A day after SNP won a fourth decisive election victory, falling one seat short of an outright Holyrood majority, senior Tory Michael Gove insisted there is no immediate prospect of another vote.
But he dodged a question on whether the UK government would go to court to stop it.
Mr Gove, who was largely absent from the Scottish election campaign trail, appeared on Sky News and the BBC, twice, to stress Boris Johnson’s government would not grant a formal Section 30 order required to allow an agreed referendum.
“We’re not going to go down the route of talking about independence or legal challenges or anything like that when our principal focus, our exclusive attention, is going on pandemic recovery,” he told BBC Scotland’s Sunday Show.
Speaking on Sky News, he claimed: “One of the things to bear in mind is that Nicola Sturgeon obviously secured a good result, the SNP did not get a majority in this election as they did in 2011.
“In 2011 the SNP under Alex Salmond got a majority and a referendum then followed. It’s important to remember at that time every party in the Scottish Parliament thought it was appropriate to hold a referendum them.”

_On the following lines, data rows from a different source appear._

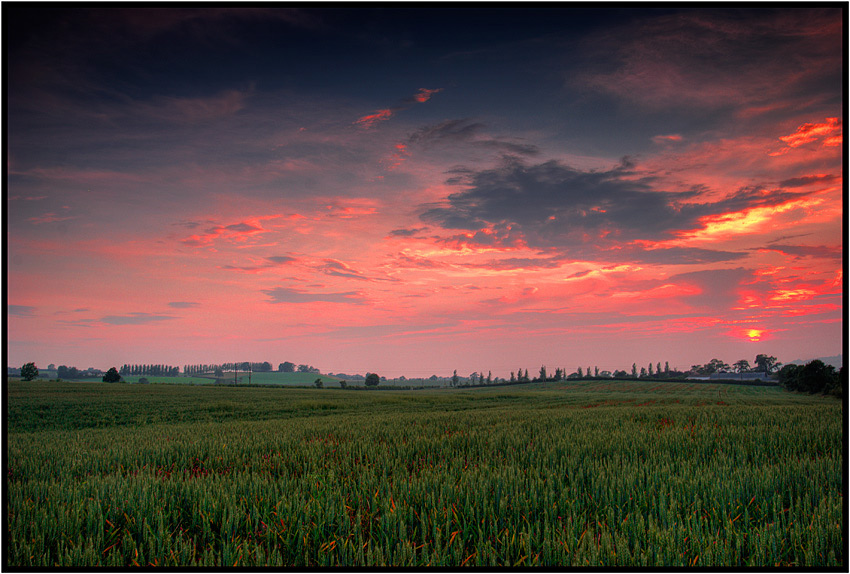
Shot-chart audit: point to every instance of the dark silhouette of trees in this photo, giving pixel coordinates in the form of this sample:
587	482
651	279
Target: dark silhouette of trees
64	372
742	366
814	377
29	372
111	376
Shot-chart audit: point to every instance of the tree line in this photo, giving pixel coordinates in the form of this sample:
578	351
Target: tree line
152	370
813	377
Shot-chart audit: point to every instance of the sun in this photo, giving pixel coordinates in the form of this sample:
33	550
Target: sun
754	335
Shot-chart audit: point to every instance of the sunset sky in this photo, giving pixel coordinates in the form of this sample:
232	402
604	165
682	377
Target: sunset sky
411	191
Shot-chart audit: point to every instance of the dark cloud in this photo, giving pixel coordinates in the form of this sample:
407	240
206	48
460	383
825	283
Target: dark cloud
718	288
289	295
20	310
682	255
807	180
245	268
407	232
595	214
818	251
281	259
340	269
243	228
454	132
519	263
135	319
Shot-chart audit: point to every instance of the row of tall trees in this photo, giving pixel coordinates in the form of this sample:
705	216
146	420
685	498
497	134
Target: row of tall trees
153	370
766	364
203	369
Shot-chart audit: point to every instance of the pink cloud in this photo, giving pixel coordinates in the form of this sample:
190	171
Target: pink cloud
424	94
660	139
51	218
810	132
372	119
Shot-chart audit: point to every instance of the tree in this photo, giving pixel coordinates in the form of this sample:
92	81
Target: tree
29	372
111	376
742	366
767	364
372	380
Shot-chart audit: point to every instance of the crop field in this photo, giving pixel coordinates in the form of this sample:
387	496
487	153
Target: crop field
592	473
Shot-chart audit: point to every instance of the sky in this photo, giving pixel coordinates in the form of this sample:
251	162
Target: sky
411	190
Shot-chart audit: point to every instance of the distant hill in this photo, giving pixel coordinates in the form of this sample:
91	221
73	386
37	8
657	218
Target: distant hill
836	361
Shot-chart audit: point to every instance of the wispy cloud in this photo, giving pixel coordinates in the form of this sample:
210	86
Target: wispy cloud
290	295
183	304
135	319
20	310
371	120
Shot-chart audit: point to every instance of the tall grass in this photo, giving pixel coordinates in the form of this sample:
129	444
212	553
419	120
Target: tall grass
253	477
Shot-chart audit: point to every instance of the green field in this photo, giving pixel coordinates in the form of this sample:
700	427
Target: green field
574	474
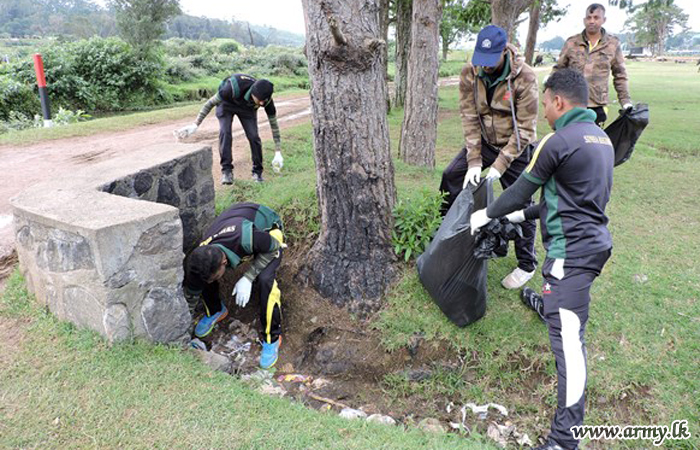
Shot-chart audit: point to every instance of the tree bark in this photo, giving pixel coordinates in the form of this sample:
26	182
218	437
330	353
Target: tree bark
403	46
352	262
419	129
505	13
384	34
532	30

“The SNP did not get a majority in this election and also critically we had a campaign in which all of the party leaders acknowledge that the single most important thing was dealing with the pandemic and I think that a movement away from that would be something I think voters would feel disappointed that we were not concentrating on their priorities” he said.
The First Minister meanwhile said it is important to give the people of Scotland the chance to decide its own future, but added the time for a referendum is not now.
‘It is up to the Scottish people’
She told the BBC’s Andrew Marr: “It is not, and shouldn’t be in a democracy, a controversial argument.
“Michael Gove is against Scottish independence, but it shouldn’t be up to him or I to decide – it is up to the Scottish people who voted overwhelmingly for the SNP.
“Firstly we need to steer the country though the pandemic but after the crisis we need to give the people of Scotland the opportunity to choose their own future.”
The Prime Minister previously said he is prepared to take the SNP to the Supreme Court to stop the party from holding a second independence referendum.
Responding, Ms Sturgeon said: “I think it would be absurd and outrageous if it ever got to that point because for this to end up in court it would mean the Conservative government refused to respect the democratic wish of the Scottish people and is trying to go to the Supreme Court to overturn Scottish democracy, which would not play well.
“In the previous referendum the UK Government agreed there was a mandate for a referendum and that is what could happen this time when the Scottish Parliament decides the time is right – which is not right now.
“This whole debate is predicated on a situation where the UK Government refuses to accept Scottish democracy and means the UK is no longer a union based on consent, and that somehow Scotland should be retained by force of law.
“If we get to that point, the implication of that is very grave indeed.”
Meanwhile, Scottish Lib Dem leader Willie Rennie said: “Before polling day Nicola Sturgeon promised the recovery would come first but all she has talked about since is independence.
“People who voted for the SNP but are opposed to a referendum will be concerned about how the first minister is using their support.
“She must keep her word and put recovery first.”
Scottish Tory leader Douglas Ross, who won a seat in the Highlands and Islands, claimed his party had effectively blocked a referendum.
Scottish Greens make up a clear pro independence majority at Holyrood but the leadership has stopped short of saying they would join the SNP in a more formal governing coalition.